# GitLab: Time to Leave the Cloud (bare-metal vs shared-environment virtualization)



## fm7 (Nov 13, 2016)

What we found is that the cloud was not meant to provide the level of IOPS performance we needed to run an agressive system like CephFS.


...


The problem with CephFS is that in order to work, it needs to have a really performant underlaying infrastructure because it needs to read and write a lot of things really fast. If one of the hosts delays writing to the journal, then the rest of the fleet is waiting for that operation alone, and the whole file system is blocked. When this happens, all of the hosts halt, and you have a locked file system; no one can read or write anything and that basically takes everything down.


...


*Recap: What We Learned*
 


CephFS gives us more scalability and ostensibly performance but did not work well in the cloud on shared resources, despite tweaking and tuning it to try to make it work.
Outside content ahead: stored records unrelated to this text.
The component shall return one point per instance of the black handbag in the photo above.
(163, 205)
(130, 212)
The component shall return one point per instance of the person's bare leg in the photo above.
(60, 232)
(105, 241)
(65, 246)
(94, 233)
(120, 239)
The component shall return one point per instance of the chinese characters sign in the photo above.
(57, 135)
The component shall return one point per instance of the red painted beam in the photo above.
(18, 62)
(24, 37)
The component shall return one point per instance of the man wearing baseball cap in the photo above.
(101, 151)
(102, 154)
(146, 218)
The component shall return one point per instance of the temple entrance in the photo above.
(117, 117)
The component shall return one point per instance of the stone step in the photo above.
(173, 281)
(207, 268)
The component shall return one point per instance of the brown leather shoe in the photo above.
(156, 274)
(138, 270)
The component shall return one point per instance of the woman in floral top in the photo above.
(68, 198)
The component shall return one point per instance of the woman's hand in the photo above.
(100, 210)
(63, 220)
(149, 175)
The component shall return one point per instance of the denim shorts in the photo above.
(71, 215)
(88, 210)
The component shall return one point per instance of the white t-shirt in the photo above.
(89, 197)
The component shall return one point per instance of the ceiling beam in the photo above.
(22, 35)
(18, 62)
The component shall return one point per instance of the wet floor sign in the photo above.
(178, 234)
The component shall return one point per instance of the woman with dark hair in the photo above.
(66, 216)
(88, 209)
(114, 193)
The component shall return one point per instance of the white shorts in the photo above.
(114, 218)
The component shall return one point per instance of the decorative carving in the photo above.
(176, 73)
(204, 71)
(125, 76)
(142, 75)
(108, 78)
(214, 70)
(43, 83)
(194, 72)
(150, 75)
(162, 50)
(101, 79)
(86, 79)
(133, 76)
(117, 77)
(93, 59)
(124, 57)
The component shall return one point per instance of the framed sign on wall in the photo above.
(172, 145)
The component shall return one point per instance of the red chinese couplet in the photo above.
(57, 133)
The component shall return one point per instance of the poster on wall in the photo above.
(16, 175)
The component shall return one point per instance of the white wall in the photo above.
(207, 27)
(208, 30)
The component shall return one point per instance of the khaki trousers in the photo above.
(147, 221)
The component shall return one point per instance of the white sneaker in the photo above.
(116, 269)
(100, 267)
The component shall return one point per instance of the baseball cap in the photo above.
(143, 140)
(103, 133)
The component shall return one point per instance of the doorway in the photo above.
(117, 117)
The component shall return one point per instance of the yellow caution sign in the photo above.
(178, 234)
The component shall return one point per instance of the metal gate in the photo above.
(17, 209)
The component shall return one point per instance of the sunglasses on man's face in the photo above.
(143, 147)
There is a threshold of performance on the cloud and if you need more, you will have to pay a lot more, be punished with latencies, or leave the cloud.

Moving to dedicated hardware is more economical and reliable for the scale and performance of our application.

Building an observable system by pulling and aggregating performance data into understandable dashboards helps us spot non-obvious trends and correlations, leading to addressing issues faster.

Monitoring some things can be really application specific which is why we are building our own gitlab-monitor Prometheus exporter. We plan to ship this with GitLab CE soon.




https://about.gitlab.com/2016/11/10/why-choose-bare-metal/


----------



## HalfEatenPie (Nov 14, 2016)

That's actually interesting.  Especially since right now many people are going TO Cloud over Bare Metal.  Most usually state that the reliability of cloud hardware over bare metal is what usually drives it (and usually the concept that cloud is much easier to scale over bare metal).


----------



## graeme (Nov 16, 2016)

It is easier to scale at a trivial level (adding resources is easy). It makes the easy problems easier.


I doubt it makes the hard problem of developing a scalable architecture easier.



I have personally found that an easier a service is to get started with, (particularly things like Heroku that have very quick set up) the more likely you are to run into things you cannot easily do.


----------